I rapporti tra comunità arvanite e autorità greche sono stati resi ulteriormente problematici dalle diatribe sorte sul finire del secolo scorso nell’àmbito dei rapporti tra Grecia e Albania, causate dalla seconda grande diaspora albanese, quella post-comunista, con la ripresa di una massiccia immigrazione, oltre che in Italia e in vari altri Paesi, anche nella vicina Grecia, in particolare in quella settentrionale. Una nuova ondata di immigrati che ha portato con sé anche forti sentimenti nazionalistici legati all’idea della “grande Albania”, analoghi a quelli alla base delle rivendicazioni autonomistiche del Kosovo. Rivendicazioni mai accettate dal governo serbo, ma sfociate nella proclamazione unilaterale di indipendenza dello stato kosovaro, riconosciuto da quasi tutti i governi dell’Unione Europea ma non dalla Grecia, dati gli stretti rapporti tra Grecia e Serbia anche per la contiguità del culto ortodosso.

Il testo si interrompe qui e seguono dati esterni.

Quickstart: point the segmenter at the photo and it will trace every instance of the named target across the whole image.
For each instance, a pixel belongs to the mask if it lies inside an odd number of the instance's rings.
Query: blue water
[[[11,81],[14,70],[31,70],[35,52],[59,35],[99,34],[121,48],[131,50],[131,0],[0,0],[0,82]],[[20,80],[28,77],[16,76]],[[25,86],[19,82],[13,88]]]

Queste tensioni e la scarsa considerazione con cui la comunità arvanita è tenuta dalle autorità greche, vengono descritte in una drammatica lettera aperta di un intellettuale arvanita, che volle conservare l’anonimato, pubblicata nel mese di marzo 2013 dalla rivista italiana on-line “La voce dell’Arberia”. Nel documento egli scrive:
Viviamo in uno stato di totale paura, dobbiamo evitare di dichiarare che siamo di origine albanese, eppure viviamo qui da oltre settecento anni. Dichiarare di essere arvaniti e poter parlare la lingua che i nostri padri ci hanno tramandato può risultare come uno dei più efferati delitti. Il governo greco adotta vecchi sistemi di stampo dittatoriale e con la collaborazione degli “iron fist”, le forze speciali, tra le quali non militano arvaniti, incute terrore tra le nostre popolazioni. Siamo oltre due milioni e mezzo di “arbërisht” (così amano definirsi gli albanesi di Grecia), ma purtroppo solo quattrocentomila hanno il coraggio di parlarlo nelle case […]. Chi osa parlare la nostra lingua, che i greci definiscono “di merda”, viene pubblicamente castigato. Veniamo identificati dal governo greco come arvaniti παλιοαρβανιτες κολοβλαχοι [vecchi rincoglioniti di albanesi], appellativi che non dovrebbero essere dati nemmeno ai cani. È difficile spiegare cosa succede nel nostro Paese, ma certo non è bello e non capisco perché l’Europa stia ferma con le mani in mano.. La polizia e i servizi segreti (bourikiri) bloccano sempre ogni nostra iniziativa culturale, teatrale, musicale, con l’intento di far sparire con questi metodi la nostra etnia […]. Con disumanità cercano di “ellenizzare” ogni albanesità accennando alla “purezza greca”. Come mai la Comunità Europea non interviene? Eppure noi crediamo che gli Europarlamentari sappiano come veniamo trattati. Perché dovremmo credere in una Europa civile quando veniamo derisi e derubati della nostra identità culturale, della nostra lingua e di tutto ciò che abbiamo ereditato dai nostri padri? Perché essere trattati in questo modo essendo anche noi cittadini della cosiddetta Europa civile?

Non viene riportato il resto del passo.